Winston Churchill and Frank Rooseveldt vie with Margaret Sanger, Mahatma Ghandi  and Nelson Mandela  for honour as the leading persistent (western)  fighter for justice, human rights of the 20th century if not all time, since they were skillful – brave  but above all tough enough (unlike many heroic martyrs) to survive to see it through. 
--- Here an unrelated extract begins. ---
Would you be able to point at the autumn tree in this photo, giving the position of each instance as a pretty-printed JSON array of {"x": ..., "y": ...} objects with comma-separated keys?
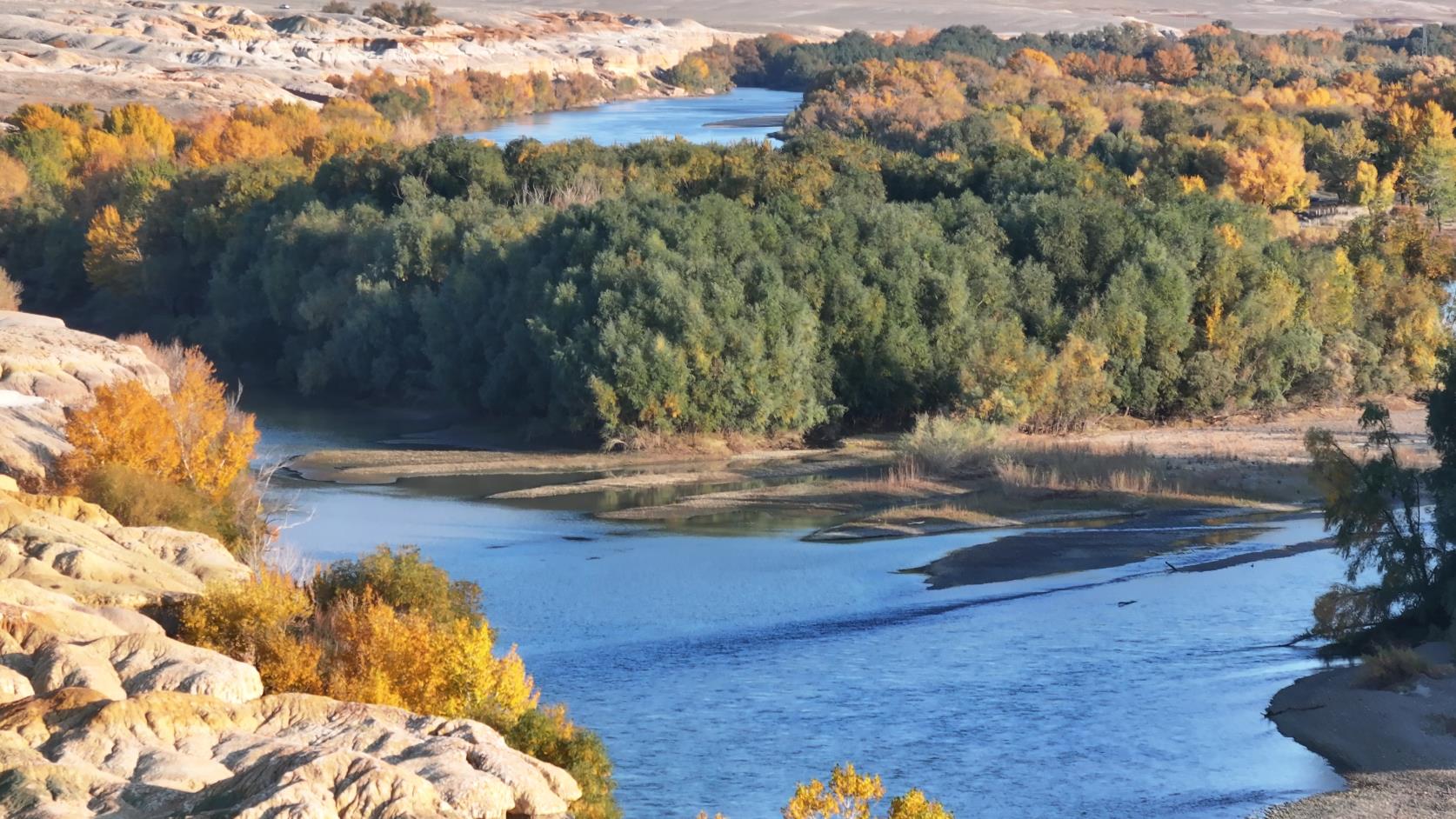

Hence there is enormous incentive for collusion between politician/ government officials who control the taxes and spending thereof,  and the big businesses that control the big money that escapes the tax officials – including Big Pharma. In South Africa there is no incentive whatsoever for the MCC Medicines Control Council Regulator to work efficiently as all income it generates is absorbed by the Fiscus/Dept Health, which blatantly refuse to produces annual financials for the MCC – effectively a parastatal supposedly under an independent CEO and Board. 
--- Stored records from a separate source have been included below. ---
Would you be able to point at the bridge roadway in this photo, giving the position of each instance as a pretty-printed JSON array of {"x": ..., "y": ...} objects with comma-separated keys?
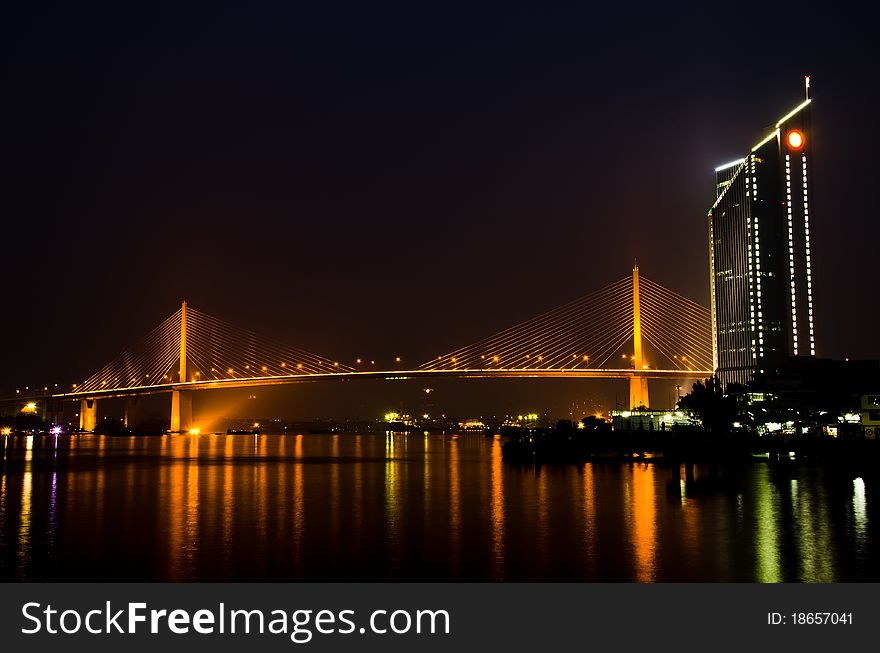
[{"x": 390, "y": 375}]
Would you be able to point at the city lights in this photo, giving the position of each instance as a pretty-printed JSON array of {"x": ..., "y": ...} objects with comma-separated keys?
[{"x": 795, "y": 139}]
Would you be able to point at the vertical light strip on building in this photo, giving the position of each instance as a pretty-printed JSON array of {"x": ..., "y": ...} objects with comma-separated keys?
[
  {"x": 791, "y": 252},
  {"x": 712, "y": 289},
  {"x": 749, "y": 176},
  {"x": 809, "y": 261},
  {"x": 760, "y": 302}
]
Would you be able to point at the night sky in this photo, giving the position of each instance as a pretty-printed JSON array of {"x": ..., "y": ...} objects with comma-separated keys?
[{"x": 380, "y": 181}]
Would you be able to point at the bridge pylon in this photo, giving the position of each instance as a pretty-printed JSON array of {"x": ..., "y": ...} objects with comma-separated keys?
[
  {"x": 181, "y": 400},
  {"x": 638, "y": 384}
]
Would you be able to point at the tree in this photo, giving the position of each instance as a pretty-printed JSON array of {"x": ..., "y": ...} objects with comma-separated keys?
[{"x": 716, "y": 410}]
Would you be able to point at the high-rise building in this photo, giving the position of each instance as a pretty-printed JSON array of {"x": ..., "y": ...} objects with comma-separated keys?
[{"x": 760, "y": 252}]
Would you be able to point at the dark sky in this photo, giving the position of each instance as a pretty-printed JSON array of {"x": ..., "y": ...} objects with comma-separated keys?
[{"x": 366, "y": 180}]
 Below is a list of costly modern disaster or dubious largely chronic drugs and their manufacturers that earn  the profound distrust of consumers: (where there are a proliferation of me-too analogues in a group eg benzos, statins, NSAIDS, bisphosphonates, only the original one or two are listed since they led/lead the pack): 

PFIZER -Wyeth -Searle – Upjohn:  Neurontin; Geodon,  Bextra,  Zyvox,  Lyrica; Lipitor;  Celebrex; PremPro; aspartame; Rezulin;  Viagra; and Ativan=lorazepam/ Xanor=alprazolam – two  of the most addictive   chronic  “anxiolytic” benzos – again, in Wiki and MIMS their  indications are far fewer than the pages of problems they  cause us since the 1970s , papering over and masking symptoms by numbing the mind (as with alcohol and smoking) instead of patients addressing the underlying cause of their anxieties with psychotherapy including learning self-hypnosis control.   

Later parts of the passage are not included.